Our inability to detect acute ³¹P MRS changes in either scan session after TLT may be attributable to the relatively brief time frame, 2 h, over which we assessed TLT effects. While few time course studies of PBM effects exist, published studies in cultured muscle cells and intact muscle fibers first reported significant ATP increases at 3 h after brief (90 sec) PBM, with ATP increases peaking at 6 h poststimulation and remaining elevated for up to 24 h.^7,8 Thus, TLT-induced cortical ³¹P MRS changes may require more than 2 h to evolve. If the ³¹P MRS changes we observed are mediated by COX protein synthesis, which involves bigenomic coordination of transcription, translation, and coordinated assembly of 3 mitochondrial genome-encoded and 10 nuclear genome-encoded protein subunits^53,54 that could contribute to a slow evolution of metabolite changes. Our finding of increased PCr/β-NTP ratios and PCr levels in the baseline scan of scan session 2, more than 65 h after the last repeat TLT, could indicate that TLT effects persist well beyond the 24-h time frame reported previously.^7,8 Prolonged beneficial effects of a single acute PBM treatment on general affect and/or mood and anxiety have been reported for up to 2 weeks in healthy human subjects²⁷ and for up to 4 weeks in depressed subjects,²⁴ consistent with the possibility that TLT brain effects persist. Alternatively, repeated TLT, which in depressed subjects has been associated with mood and anxiety improvements for up to 4 weeks²⁵ and with improved executive function and learning and memory up to 8 weeks in TBI patients,²⁶ may have persisting beneficial effects.

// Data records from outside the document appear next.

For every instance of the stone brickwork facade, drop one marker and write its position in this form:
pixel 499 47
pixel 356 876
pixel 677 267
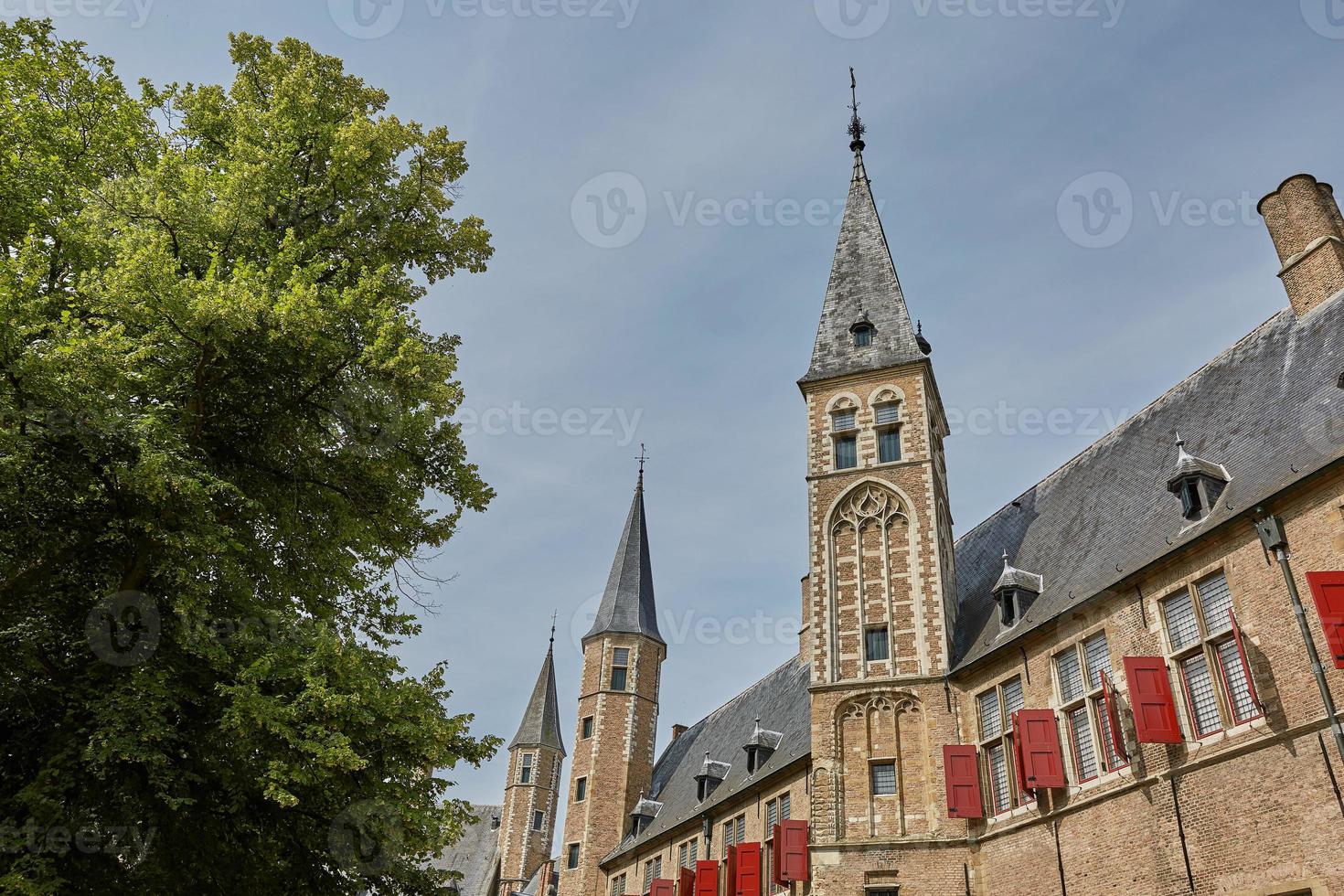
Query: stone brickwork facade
pixel 910 645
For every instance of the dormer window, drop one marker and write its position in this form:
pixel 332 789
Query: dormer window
pixel 1014 592
pixel 761 746
pixel 1008 607
pixel 711 775
pixel 844 426
pixel 1197 483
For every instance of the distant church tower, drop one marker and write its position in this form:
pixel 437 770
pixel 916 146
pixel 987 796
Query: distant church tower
pixel 531 797
pixel 880 598
pixel 618 712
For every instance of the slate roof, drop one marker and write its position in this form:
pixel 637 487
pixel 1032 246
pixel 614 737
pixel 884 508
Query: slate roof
pixel 780 700
pixel 863 283
pixel 476 856
pixel 628 601
pixel 542 719
pixel 1270 409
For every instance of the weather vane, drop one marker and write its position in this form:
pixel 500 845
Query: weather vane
pixel 857 126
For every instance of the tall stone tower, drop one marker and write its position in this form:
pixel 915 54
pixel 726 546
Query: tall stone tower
pixel 531 797
pixel 618 712
pixel 880 600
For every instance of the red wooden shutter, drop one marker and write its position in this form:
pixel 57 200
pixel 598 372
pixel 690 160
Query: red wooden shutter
pixel 794 861
pixel 775 858
pixel 1151 700
pixel 707 879
pixel 961 773
pixel 749 869
pixel 1112 707
pixel 1041 756
pixel 1328 590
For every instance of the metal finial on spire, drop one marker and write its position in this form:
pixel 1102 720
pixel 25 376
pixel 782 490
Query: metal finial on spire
pixel 857 126
pixel 644 455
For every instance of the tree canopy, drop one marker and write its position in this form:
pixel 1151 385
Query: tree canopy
pixel 225 449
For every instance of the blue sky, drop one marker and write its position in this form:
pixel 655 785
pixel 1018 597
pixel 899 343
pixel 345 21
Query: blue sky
pixel 711 137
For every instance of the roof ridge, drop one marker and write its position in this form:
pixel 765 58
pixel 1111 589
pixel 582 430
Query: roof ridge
pixel 1131 421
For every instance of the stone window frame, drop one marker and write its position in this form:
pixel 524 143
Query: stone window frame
pixel 1000 739
pixel 1207 645
pixel 624 667
pixel 781 809
pixel 1092 700
pixel 889 397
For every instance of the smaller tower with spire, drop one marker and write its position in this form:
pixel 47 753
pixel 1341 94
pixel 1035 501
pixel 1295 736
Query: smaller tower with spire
pixel 618 710
pixel 531 798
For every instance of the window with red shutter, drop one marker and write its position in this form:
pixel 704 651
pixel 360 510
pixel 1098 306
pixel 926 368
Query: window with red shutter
pixel 961 773
pixel 707 879
pixel 794 864
pixel 1152 701
pixel 1041 755
pixel 1328 590
pixel 749 869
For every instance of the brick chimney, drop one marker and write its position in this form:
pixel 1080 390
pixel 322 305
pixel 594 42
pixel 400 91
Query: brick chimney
pixel 1308 231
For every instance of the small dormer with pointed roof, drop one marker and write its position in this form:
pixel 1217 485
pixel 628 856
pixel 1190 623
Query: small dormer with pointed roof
pixel 711 775
pixel 761 746
pixel 1197 481
pixel 1015 592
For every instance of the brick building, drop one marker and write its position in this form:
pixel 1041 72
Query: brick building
pixel 1106 687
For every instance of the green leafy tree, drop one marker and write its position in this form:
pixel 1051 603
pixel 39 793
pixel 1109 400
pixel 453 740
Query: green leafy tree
pixel 219 425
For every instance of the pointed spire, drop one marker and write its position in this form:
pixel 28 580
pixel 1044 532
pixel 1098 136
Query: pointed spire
pixel 542 719
pixel 628 601
pixel 863 288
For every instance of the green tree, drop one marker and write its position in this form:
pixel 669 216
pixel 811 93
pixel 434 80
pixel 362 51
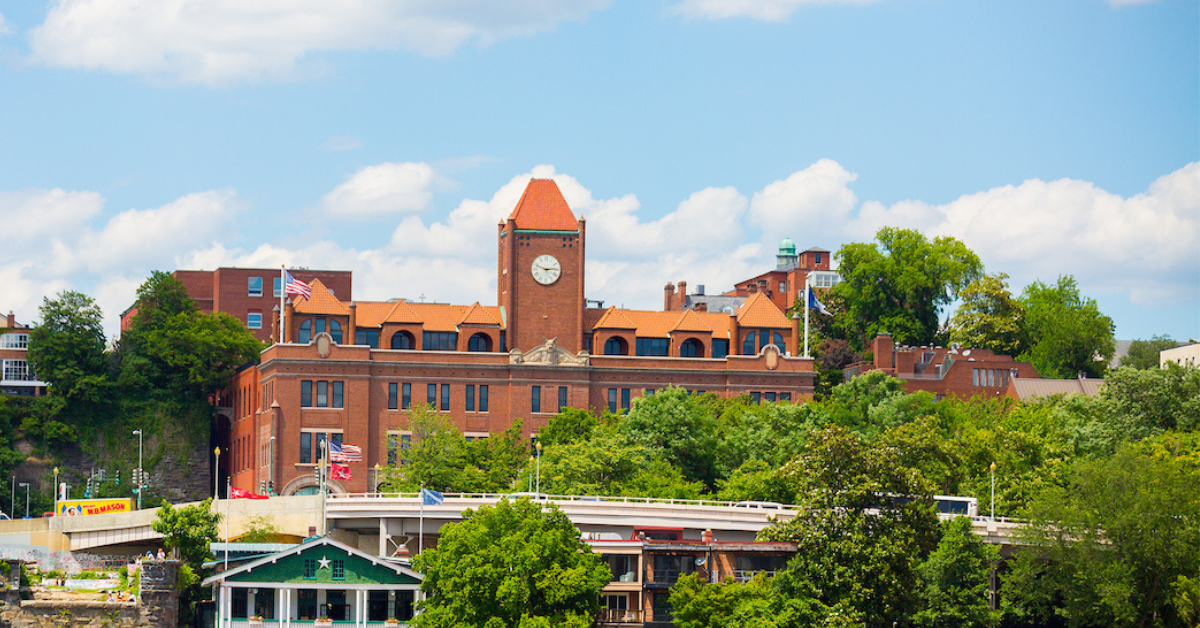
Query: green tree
pixel 67 348
pixel 1144 353
pixel 514 564
pixel 1068 334
pixel 676 424
pixel 898 286
pixel 1107 545
pixel 989 317
pixel 954 580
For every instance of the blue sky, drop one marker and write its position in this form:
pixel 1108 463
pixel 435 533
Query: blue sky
pixel 389 137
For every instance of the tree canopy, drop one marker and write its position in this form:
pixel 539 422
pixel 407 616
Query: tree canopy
pixel 515 564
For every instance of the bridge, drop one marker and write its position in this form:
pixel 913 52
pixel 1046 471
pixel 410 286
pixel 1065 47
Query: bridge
pixel 384 521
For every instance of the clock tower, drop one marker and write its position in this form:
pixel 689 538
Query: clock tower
pixel 540 270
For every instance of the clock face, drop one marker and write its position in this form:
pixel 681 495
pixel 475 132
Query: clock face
pixel 546 269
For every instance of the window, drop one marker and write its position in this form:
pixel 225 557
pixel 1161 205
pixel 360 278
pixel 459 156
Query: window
pixel 479 342
pixel 367 336
pixel 402 340
pixel 653 346
pixel 439 341
pixel 691 348
pixel 616 346
pixel 305 448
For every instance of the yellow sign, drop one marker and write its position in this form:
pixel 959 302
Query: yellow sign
pixel 95 507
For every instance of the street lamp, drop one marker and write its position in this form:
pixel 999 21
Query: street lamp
pixel 137 477
pixel 993 490
pixel 216 473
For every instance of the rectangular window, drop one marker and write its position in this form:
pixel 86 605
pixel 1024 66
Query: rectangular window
pixel 653 346
pixel 305 394
pixel 305 448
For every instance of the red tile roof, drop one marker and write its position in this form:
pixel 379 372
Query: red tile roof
pixel 543 208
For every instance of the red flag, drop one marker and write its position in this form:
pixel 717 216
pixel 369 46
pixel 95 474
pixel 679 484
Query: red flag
pixel 238 494
pixel 341 472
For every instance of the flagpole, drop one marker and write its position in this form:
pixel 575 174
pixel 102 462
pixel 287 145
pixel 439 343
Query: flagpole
pixel 283 291
pixel 808 295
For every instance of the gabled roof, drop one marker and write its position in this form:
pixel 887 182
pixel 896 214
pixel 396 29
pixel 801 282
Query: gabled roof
pixel 478 315
pixel 759 311
pixel 323 301
pixel 323 542
pixel 543 208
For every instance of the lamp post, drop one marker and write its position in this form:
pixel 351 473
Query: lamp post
pixel 993 490
pixel 137 477
pixel 216 473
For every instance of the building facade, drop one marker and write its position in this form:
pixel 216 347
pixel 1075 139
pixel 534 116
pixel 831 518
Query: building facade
pixel 352 371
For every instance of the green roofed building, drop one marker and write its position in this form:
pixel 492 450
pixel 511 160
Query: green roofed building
pixel 318 580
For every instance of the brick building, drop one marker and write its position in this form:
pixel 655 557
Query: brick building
pixel 249 294
pixel 16 376
pixel 349 371
pixel 963 372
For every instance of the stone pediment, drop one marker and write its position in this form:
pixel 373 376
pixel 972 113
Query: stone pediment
pixel 550 354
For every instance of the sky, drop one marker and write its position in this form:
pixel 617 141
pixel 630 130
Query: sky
pixel 389 137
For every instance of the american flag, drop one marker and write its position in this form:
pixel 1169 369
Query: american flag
pixel 345 453
pixel 294 286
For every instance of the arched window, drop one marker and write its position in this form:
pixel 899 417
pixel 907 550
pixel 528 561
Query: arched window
pixel 748 345
pixel 402 340
pixel 616 346
pixel 479 342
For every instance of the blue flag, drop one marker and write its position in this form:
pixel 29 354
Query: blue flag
pixel 814 304
pixel 431 497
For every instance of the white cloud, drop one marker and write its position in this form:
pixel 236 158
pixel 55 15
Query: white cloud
pixel 381 190
pixel 762 10
pixel 223 41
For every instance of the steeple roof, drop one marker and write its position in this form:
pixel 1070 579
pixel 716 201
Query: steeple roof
pixel 543 208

Recent studies in transgenic mice either with global COX knockouts⁵⁵ or targeted COX knockdown within highly energized fast-spiking inhibitory interneurons⁵⁶ report impairments in stress responsivity,⁵⁵ sociability, and sensory gating.⁵⁶ Accordingly, treatments capable of increasing COX expression or function such as PBM may not only improve mitochondrial function but also may blunt stress responsivity, which could contribute to PBM's apparently beneficial effects in people with stress-sensitive disorders such as major depression.^24,25

Our study has some limitations, including its small sample size. This limitation is, in part, mitigated by our use of a within-subjects repeated measures design, which increases power to detect biological effects. In addition, this initial study did not include a sham TLT group as a placebo condition.

Conclusions and Summary

Our findings are consistent with a number of literature reports of PBM effects and with known COX control and bioenergetic regulatory mechanisms, suggesting that repeat TLT can increase cortical PCr/β-NTP ratios and PCr levels, which could be beneficial in a number of brain disorders. Because ³¹P MRS is noninvasive, it may be useful in future animal and human studies aiming to further characterize the bioenergetic effects of PBM in the brain and in other tissues.

Acknowledgments

This study was supported by a research grant from PhotoThera, Inc. (Carlsbad, CA). Support also was provided, in part, by the NIH grant S10 RR019356 and by the Counter-Drug Technology Assessment Center, an office within the Office of National Drug Control Policy, via Contract Number DBK39-03-C-0075 awarded by the Army Contracting Agency. The content of the information does not necessarily reflect the position or the policy of the Government and no official endorsement should be inferred. We thank Scott Delapp for technical contributions to this study.

Author Disclosure Statement

Dr. Mintzopoulos and Mr. Gillis declare that no competing financial interests exist. Dr. Kaufman received a sponsored research agreement from PhotoThera, Inc., to conduct this study. Dr. Tedford was an employee of PhotoThera, Inc., at the time this study was conducted, and now is an employee of LumiThera, Inc.